Professor Ed Habtour with one of the Illimited Lab’s avian-inspired divers.

Assistant Professor Ed Habtour has received a prestigious National Science Foundation Faculty Early Career Development Program (CAREER) Award for developing transformative engineering theories that harness the specialized geometric patterns found in biological systems. The award also recognizes the innovative integration of research with education. His awarded research focuses on creating fast biomimetic systems that match the energy and material efficiency of nature's designs. He accompanies this research with innovative teaching methods that promote the integration of biology and engineering and address societal challenges.

The five-year CAREER Award will support Habtour's work in A&A's Illimited Lab, which he founded to reveal the physics of form, function, and motion found in nature. His research promises to simplify the current actuation and control approaches for robots, which often are power-hungry, by engineering functionalized geometries in the structural components of aerial and underwater robots to perform passive actuation and control.

Learning from nature's patterns

"Current bio-inspired engineering primarily emphasizes optimizing regular geometric patterns that are ordered, periodic, and repeated, overlooking the intrinsic geometric irregularities found in nature," Habtour explains. "This approach misses the opportunities presented by distinctive irregular patterns that give biological systems their remarkable capabilities."
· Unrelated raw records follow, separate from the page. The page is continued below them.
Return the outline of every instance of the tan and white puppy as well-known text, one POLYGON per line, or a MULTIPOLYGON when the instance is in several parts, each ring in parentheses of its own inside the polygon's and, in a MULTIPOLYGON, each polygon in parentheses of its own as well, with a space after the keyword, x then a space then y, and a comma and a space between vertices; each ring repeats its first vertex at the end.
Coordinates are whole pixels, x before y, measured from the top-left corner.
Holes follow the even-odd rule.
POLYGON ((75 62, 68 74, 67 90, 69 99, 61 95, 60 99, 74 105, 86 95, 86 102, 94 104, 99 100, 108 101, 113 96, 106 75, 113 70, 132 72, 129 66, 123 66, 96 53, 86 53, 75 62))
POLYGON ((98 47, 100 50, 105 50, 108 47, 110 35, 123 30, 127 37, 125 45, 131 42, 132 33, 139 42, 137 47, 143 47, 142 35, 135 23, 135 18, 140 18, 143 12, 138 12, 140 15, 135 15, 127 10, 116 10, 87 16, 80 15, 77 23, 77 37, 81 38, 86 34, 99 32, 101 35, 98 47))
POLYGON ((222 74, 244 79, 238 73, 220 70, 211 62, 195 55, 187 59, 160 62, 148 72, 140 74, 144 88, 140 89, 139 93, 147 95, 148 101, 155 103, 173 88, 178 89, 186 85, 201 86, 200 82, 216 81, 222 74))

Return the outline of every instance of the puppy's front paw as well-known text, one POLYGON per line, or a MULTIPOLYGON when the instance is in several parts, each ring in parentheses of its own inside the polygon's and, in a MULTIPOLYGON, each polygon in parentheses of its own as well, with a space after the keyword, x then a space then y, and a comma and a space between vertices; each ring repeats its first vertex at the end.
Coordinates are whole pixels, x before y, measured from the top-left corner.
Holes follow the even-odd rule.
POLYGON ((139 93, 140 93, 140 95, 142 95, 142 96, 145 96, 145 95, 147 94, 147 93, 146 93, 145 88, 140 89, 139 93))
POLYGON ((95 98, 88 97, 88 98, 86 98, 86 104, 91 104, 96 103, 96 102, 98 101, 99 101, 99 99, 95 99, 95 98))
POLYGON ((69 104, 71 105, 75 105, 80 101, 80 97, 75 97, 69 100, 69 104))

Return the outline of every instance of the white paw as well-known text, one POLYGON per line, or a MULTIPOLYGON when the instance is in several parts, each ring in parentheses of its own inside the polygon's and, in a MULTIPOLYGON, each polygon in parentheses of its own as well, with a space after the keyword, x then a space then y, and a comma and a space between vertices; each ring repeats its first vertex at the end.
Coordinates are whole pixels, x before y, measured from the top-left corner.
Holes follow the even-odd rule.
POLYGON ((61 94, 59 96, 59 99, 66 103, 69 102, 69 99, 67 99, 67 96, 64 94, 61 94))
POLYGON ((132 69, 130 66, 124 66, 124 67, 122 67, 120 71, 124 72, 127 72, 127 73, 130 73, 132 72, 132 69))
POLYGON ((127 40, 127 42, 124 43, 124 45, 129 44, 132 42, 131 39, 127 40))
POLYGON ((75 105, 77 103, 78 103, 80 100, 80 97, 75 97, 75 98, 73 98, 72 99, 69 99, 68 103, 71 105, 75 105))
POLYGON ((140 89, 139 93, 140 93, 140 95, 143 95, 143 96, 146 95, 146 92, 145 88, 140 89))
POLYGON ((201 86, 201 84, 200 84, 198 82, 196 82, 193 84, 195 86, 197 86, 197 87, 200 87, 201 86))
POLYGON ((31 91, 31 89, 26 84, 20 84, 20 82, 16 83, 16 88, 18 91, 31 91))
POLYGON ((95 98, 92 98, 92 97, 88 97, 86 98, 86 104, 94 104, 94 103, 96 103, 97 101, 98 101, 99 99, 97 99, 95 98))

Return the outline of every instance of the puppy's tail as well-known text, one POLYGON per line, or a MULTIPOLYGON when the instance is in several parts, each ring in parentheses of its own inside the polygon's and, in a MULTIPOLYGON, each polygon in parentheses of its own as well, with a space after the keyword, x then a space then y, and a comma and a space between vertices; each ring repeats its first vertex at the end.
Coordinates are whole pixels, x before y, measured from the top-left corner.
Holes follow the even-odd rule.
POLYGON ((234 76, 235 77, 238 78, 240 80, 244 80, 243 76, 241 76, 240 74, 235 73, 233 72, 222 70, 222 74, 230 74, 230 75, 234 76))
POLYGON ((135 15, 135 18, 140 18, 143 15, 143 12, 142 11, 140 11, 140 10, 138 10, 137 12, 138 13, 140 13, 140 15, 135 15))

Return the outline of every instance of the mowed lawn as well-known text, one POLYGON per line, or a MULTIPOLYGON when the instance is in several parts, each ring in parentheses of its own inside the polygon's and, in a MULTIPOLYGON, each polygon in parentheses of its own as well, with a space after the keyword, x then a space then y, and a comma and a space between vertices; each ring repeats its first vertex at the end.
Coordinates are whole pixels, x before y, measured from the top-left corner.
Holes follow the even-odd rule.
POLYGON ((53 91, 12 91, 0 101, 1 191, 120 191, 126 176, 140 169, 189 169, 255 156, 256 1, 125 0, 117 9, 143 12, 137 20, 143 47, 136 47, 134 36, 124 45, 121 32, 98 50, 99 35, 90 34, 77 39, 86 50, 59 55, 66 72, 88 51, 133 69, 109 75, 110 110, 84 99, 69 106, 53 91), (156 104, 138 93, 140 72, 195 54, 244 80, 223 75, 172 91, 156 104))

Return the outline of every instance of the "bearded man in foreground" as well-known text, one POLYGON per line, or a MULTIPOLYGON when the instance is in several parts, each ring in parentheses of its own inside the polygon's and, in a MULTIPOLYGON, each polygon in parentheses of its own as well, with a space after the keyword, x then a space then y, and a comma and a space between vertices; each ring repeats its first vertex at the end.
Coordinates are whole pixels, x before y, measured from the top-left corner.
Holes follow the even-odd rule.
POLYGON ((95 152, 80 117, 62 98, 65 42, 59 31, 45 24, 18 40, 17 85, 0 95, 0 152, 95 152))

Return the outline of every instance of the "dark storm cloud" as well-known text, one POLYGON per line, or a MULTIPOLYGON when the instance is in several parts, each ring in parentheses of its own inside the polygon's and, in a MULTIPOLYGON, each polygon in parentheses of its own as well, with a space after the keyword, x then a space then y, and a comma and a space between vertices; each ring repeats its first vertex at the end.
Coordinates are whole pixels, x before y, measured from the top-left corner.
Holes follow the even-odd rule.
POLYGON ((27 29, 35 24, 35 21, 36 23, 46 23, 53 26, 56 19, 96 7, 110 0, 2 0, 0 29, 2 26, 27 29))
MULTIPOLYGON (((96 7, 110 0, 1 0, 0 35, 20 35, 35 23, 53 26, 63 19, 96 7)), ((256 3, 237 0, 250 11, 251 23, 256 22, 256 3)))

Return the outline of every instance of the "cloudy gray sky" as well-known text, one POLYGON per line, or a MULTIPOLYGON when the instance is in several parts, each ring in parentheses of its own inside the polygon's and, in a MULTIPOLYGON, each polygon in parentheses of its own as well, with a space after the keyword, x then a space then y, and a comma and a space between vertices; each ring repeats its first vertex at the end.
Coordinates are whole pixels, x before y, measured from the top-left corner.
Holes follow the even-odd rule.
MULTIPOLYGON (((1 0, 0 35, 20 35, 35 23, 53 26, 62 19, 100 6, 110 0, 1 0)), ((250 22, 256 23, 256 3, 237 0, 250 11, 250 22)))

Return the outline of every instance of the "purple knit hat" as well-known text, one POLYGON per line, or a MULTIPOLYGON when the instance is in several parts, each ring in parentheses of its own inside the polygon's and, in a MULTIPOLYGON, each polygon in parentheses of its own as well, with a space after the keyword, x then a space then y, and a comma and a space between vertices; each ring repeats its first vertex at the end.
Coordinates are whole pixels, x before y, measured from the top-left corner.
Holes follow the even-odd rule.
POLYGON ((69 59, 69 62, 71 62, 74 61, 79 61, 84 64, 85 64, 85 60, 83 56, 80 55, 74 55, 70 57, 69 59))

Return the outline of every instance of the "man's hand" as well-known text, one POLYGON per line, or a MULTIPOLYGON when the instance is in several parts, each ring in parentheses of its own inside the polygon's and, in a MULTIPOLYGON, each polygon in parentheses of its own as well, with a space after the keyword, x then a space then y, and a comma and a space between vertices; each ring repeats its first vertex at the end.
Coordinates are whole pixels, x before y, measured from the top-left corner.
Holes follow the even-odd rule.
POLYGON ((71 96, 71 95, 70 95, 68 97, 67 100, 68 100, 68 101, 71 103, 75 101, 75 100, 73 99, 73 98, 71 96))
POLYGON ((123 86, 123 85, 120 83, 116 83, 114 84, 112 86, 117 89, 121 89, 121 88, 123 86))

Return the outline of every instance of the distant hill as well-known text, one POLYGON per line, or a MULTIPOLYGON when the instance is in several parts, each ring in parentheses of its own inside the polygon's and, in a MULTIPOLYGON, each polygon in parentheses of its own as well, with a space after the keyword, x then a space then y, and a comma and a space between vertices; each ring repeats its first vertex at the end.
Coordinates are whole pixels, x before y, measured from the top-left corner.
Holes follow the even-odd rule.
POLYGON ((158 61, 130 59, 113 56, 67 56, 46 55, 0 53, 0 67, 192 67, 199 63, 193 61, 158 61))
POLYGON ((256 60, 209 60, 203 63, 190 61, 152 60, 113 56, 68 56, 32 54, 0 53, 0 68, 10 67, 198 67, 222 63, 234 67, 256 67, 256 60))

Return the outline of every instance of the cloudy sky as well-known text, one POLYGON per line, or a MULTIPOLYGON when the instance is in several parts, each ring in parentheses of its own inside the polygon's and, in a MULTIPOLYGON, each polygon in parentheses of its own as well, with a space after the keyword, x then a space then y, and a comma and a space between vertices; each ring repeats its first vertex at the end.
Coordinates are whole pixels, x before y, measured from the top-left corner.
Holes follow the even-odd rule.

His research will develop engineering models for identifying and applying these distinctive irregular patterns to design structures that can match the range of functions and efficiency found in biological systems.

Revolutionary applications

Habtour's research focuses on emulating both the self-actuation and self-control observed in stingrays' swim patterns and the impact-absorbing capabilities of diving seabirds. The research aims to demonstrate two breakthrough capabilities: self-propulsive locomotion without actuators using stingray-like wing structures and impact energy attenuation using seabird neck-like structures without damping materials.

The potential applications span multiple industries. Energy harvesting systems could capture power from ocean waves more efficiently. Smart materials could provide shock absorption and vibration damping without traditional mechanisms. Acoustic systems could achieve better sound control through the use of nature-inspired patterns.

Transforming structural design

Habtour's research represents a fundamental shift in the design principles of current multifunctional structure and modeling approaches in biodynamics. Nature-inspired pattern designs could overcome current limitations that require complex systems for basic functions like movement and energy conversion.

"Unlocking the nature design approach will allow us to engineer actuators and controllers with extremely low power consumption and complexity," Habtour notes. The work promises to extend beyond classical mechanics to develop thin, segmented, curved, and lightweight multifunctional structures without compromising reliability, stability, or control.

By focusing on the geometric patterns that enable biological systems to achieve maximum function with minimum energy, Habtour's research opens pathways to more sustainable technologies. His work exemplifies the University of Washington's commitment to research that addresses real-world challenges while advancing fundamental scientific understanding.

CAREER Awards are among the most competitive honors for early-career faculty, making it especially remarkable that A&A has two recipients in 2025, with Habtour joined by Assistant Professor Karen Leung.